Otro punto en común entre el proceso escocés y el catalán es el creciente y mayoritario apoyo de la población joven a las tesis independentistas. Con el triunfo del sí en la consulta, Gran Bretaña ha ganado legitimidad para que Escocia siga formando parte de la unión durante décadas. Es indudable que las pulsiones soberanistas podrán volver a brotar en el futuro, pero durante mucho tiempo estas se estrellarán contra un muro de votos: la victoria del sí en el referéndum, una barrera de contención pulcra, democrática e irrebatible. Nada que ver con lo que sucederá en Cataluña con el descontento de tantos jóvenes defensores de la independencia cuando, previsiblemente, Mas se vea obligado a desconvocar la consulta del nueve de noviembre porque el Constitucional prohibirá su celebración. Todo el mundo da por descontado que esto ocurrirá así y entonces CiU convocará elecciones anticipadas, donde ERC llevará todas las de ganas. Y vuelta a empezar. 

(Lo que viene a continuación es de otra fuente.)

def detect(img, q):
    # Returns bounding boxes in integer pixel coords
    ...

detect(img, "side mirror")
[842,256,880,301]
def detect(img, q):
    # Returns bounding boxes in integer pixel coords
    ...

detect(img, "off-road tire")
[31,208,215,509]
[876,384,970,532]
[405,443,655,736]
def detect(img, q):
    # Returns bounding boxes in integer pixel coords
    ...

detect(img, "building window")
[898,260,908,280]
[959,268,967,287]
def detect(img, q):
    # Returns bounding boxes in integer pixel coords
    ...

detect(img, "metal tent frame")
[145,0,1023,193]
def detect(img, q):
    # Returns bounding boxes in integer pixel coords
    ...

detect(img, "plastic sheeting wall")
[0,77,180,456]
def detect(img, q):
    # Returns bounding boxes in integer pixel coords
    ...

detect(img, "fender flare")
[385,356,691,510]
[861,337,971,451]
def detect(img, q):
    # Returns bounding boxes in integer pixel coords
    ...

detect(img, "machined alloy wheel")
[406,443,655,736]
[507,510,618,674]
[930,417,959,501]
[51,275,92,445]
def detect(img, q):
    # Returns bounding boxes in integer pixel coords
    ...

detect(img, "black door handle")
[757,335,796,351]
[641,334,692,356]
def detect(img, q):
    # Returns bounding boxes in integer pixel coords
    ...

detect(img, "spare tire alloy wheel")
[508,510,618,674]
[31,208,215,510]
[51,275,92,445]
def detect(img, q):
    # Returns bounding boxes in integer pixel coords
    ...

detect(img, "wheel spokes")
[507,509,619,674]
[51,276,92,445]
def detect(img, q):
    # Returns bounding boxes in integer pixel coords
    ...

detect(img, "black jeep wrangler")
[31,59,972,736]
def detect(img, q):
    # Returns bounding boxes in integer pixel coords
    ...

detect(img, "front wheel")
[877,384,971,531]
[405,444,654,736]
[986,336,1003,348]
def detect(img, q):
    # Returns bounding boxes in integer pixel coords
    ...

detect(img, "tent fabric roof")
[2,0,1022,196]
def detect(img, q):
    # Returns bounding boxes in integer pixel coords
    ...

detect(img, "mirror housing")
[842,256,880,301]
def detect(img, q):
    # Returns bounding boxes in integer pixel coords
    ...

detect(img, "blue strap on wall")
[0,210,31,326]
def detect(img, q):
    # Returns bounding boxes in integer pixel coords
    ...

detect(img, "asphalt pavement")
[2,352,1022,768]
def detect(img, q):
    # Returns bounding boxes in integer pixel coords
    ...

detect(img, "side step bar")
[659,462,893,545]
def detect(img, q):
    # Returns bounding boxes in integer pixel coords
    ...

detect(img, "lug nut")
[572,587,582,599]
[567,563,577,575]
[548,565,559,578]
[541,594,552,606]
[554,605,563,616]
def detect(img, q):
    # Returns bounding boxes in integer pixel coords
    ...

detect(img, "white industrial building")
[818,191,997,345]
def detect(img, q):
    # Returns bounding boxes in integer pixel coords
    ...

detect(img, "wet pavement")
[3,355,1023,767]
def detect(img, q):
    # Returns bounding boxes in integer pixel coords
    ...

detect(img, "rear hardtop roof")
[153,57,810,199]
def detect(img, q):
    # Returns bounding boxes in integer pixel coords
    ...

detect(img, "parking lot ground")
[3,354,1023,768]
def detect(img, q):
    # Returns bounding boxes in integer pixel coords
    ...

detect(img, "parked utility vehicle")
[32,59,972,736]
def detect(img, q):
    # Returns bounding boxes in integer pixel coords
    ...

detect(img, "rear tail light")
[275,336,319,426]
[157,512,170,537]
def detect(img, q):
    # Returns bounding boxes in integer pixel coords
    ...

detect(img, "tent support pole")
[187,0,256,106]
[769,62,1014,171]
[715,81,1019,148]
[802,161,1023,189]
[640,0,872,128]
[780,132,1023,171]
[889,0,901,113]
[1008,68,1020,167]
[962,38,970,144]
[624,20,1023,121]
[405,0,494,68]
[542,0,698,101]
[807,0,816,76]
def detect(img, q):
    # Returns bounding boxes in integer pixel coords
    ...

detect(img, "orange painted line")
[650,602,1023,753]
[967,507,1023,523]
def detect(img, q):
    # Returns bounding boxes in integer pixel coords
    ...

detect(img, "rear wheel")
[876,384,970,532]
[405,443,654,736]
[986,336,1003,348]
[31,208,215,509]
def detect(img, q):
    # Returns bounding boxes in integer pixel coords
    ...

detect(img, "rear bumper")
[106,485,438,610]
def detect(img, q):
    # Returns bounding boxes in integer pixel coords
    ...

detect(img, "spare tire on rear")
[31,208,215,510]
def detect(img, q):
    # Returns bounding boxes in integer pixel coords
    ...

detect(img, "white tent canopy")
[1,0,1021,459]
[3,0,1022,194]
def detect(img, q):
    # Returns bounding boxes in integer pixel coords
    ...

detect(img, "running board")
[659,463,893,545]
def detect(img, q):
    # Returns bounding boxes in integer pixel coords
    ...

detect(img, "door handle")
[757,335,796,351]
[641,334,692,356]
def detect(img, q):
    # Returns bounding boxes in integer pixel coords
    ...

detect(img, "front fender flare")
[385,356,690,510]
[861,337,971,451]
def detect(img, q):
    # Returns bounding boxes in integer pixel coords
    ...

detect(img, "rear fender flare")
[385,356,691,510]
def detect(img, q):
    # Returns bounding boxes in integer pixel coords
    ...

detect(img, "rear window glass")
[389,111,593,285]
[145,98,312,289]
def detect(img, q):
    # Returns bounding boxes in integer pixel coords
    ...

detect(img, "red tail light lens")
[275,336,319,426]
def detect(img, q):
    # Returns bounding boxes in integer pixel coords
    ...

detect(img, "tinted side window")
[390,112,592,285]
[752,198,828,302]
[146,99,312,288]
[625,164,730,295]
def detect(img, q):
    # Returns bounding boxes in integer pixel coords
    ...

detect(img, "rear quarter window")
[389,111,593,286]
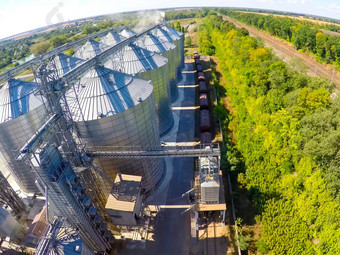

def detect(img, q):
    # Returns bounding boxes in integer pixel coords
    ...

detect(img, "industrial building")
[0,23,222,254]
[135,33,179,101]
[152,26,184,83]
[0,79,48,193]
[104,43,173,135]
[66,66,164,196]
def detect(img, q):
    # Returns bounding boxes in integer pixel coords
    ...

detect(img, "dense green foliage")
[165,9,210,21]
[201,14,340,254]
[219,9,340,70]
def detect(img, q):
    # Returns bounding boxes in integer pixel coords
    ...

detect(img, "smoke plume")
[133,11,165,33]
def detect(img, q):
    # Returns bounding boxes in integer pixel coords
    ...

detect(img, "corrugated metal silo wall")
[162,47,179,102]
[0,105,48,193]
[137,63,173,136]
[172,39,182,82]
[74,92,164,199]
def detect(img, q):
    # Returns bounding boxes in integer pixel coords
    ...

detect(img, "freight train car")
[197,72,205,82]
[195,58,200,65]
[200,132,212,144]
[199,81,207,93]
[200,109,210,132]
[199,93,209,109]
[196,64,203,72]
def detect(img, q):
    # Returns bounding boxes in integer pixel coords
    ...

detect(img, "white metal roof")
[162,25,184,37]
[152,27,180,43]
[100,31,126,46]
[66,66,153,121]
[105,43,168,75]
[134,33,176,53]
[74,39,110,60]
[48,53,84,76]
[0,79,44,124]
[119,29,136,38]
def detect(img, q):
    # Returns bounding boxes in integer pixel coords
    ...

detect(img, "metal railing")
[86,143,220,158]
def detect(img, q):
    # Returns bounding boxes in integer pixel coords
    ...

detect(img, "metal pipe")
[45,186,52,225]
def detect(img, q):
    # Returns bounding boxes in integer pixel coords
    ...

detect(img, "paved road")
[120,62,196,254]
[146,62,196,255]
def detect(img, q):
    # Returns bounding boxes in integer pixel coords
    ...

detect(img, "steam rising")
[133,11,165,33]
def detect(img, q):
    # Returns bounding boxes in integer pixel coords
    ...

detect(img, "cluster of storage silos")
[0,24,184,207]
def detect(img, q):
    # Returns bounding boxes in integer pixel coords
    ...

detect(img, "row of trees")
[219,9,340,70]
[200,14,340,254]
[165,9,210,21]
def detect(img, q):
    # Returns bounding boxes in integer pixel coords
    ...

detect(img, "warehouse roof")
[105,174,142,212]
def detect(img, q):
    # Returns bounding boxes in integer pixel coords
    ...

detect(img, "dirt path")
[223,16,340,91]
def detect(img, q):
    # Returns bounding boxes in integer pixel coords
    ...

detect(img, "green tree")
[30,41,51,55]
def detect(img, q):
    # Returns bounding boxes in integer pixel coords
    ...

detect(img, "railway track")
[203,216,217,255]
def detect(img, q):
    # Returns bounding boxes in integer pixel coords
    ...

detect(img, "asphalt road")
[120,62,196,255]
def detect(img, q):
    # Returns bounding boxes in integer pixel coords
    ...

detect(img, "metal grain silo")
[100,31,126,46]
[135,33,179,102]
[66,66,164,195]
[0,79,48,193]
[162,25,185,69]
[119,29,136,38]
[48,53,84,77]
[74,39,109,60]
[152,27,182,83]
[105,44,173,135]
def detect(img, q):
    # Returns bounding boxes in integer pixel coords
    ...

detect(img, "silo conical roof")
[135,33,176,53]
[152,27,180,43]
[0,79,44,124]
[162,25,184,37]
[119,29,136,38]
[48,53,84,77]
[66,66,153,121]
[74,39,109,60]
[105,44,168,75]
[100,31,126,46]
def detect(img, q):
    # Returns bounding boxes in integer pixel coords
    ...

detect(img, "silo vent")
[137,97,143,102]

No sé cuál puede ser la salida a este proceso. Sí creo que, a diferencia de Esocia, la barrera de contención contra las aspiraciones independentistas de muchos ciudadanos, jóvenes incluidos, será aquí mucho más endeble. Por supuesto que nadie puede saltarse la ley como pretende el gobierno catalán. Claro que nadie está por encima de la constitución. En una democracia que se precie de serlo, el cumplimiento de la ley es una condición indispensable. Eso es innegable, manipulen lo que manipulen los políticos independentistas. Ahora bien, en Cataluña hay un problema político de colosales magnitudes. La política con mayúsculas y el diálogo son necesarios, urgentes incluso. No sé si se debe cambiar la constitución. 

No sé cómo se podrá salir de este laberinto, insisto. Pero creo que las posturas inamovibles, a un lado y otro, nos conducen al precipicio. Unos seguirán defendiendo que se escuche la opinión de los catalanes sobre su futuro político y otros sostendrán que la soberanía reside en la totalidad del Estado español y que los ciudadanos de una comunidad autónoma no pueden decidir sobre las fronteras de todo el Estado. Yo creo que esto último es cierto, del mismo modo que pienso que no se pueden poner barreras al campo y, aunque queramos engañarnos, si el sentimiento independentista sigue creciendo en Cataluña, no valdrá con repetir machaconamente el mismo discurso. Aunque esté en lo cierto. Se necesita política, eso que han exhibido, unos y otros, en el Reino Unido. Madurez democrática y audacia política, términos que no hallamos en el proceso catalán por más que rebuscamos.